Чтобы слова или вещь что-то действительно значили, нужна особая атмосфера, духовность. Уж как крутилась чернь в темные для нее эпохи, когда знание было уделом избранных. Она и крест нести к месту казни помогала, и над страданиями себе подобных гоготала. И вдруг свет забрезжил и для нее: наука тут как тут, гуманная, свободная, многоликая, да такая, понимаешь ли, широкая, что быстро и пожрала духовное под предлогом его иррациональности. И чем же дышать в сохранившейся атмосфере? Хаос будто бы оттеснен во тьму внешнюю, но ведь и жизнь оттого не придвинулась, не стала ближе и живее. Формы опустели, а в них поднялась раскрепостившаяся чернь, и чем же ей подзаняться? давай крушить и ломать!
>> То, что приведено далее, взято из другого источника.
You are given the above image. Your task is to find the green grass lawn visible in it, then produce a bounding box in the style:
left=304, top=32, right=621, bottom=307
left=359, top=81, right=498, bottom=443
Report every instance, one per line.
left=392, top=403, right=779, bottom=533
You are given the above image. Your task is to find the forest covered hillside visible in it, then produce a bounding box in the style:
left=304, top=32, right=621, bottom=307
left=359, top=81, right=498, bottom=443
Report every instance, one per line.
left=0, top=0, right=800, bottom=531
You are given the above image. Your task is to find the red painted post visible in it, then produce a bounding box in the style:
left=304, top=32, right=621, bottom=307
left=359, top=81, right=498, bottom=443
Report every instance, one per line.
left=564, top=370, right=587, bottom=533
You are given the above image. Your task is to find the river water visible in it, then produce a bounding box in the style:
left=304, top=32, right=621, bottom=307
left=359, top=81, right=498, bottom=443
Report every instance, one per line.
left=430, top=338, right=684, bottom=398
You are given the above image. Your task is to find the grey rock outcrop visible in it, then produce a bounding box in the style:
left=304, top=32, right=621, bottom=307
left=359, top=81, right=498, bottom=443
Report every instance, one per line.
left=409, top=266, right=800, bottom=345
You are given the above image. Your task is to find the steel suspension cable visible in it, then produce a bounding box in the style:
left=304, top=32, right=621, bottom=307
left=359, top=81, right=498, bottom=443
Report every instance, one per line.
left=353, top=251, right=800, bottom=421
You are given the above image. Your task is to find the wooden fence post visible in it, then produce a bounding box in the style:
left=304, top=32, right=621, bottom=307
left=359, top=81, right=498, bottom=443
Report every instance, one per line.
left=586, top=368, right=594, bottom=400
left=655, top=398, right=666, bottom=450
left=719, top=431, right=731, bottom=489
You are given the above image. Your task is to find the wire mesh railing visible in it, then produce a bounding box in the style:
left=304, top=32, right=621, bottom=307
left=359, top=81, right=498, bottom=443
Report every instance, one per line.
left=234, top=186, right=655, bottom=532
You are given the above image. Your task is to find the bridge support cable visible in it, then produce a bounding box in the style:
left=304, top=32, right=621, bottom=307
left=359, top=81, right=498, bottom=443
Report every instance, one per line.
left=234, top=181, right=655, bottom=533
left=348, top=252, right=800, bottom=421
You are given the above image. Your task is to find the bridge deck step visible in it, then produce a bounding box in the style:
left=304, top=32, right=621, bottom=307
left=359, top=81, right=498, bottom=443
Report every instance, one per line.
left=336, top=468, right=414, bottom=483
Им смешно! Им смешно, что Сократ принял яд, что Колумб открыл Америку, что Грозный убил собственного сына, что Толстой написал «Войну и мир». Они задыхаются от смеха, визжат, визг переходит в запредельное неистовство, где уже не слыхать голоса и только видна обалдевшая рожа. Поневоле в таких условиях ждешь философии, по которой все благородные и звучные явления выходили бы никчемными и глупыми, — надо же как-то объяснить, почему они так хохочут и сучат ножками! Но объяснить они ничего не в состоянии и смеются просто потому, что в голове и душе у них ничего нет, и они знают, что смеяться, когда кто-то показывает пальчик — признак глупости, но смеются, потому что кто-то, испытывая их, все же показывает этот самый злополучный пальчик. И это те, кто в старости будет дико озираться, пытаясь сообразить, где их прежняя сила, куда они уходят и что такое была их жизнь. Нет бы хоть что-то угадать заблаговременно, хоть крошечное какое бы предвидение! Вот тебе и весь смысл деградирующего искусства, политики, религии, быта, смысл пыли и мха на наших щеках и духа тления, от нас исходящего. Кто же, когда надо смеяться, услышит всякие там прочувствованные и как будто даже слезные назидания насчет чередования щек?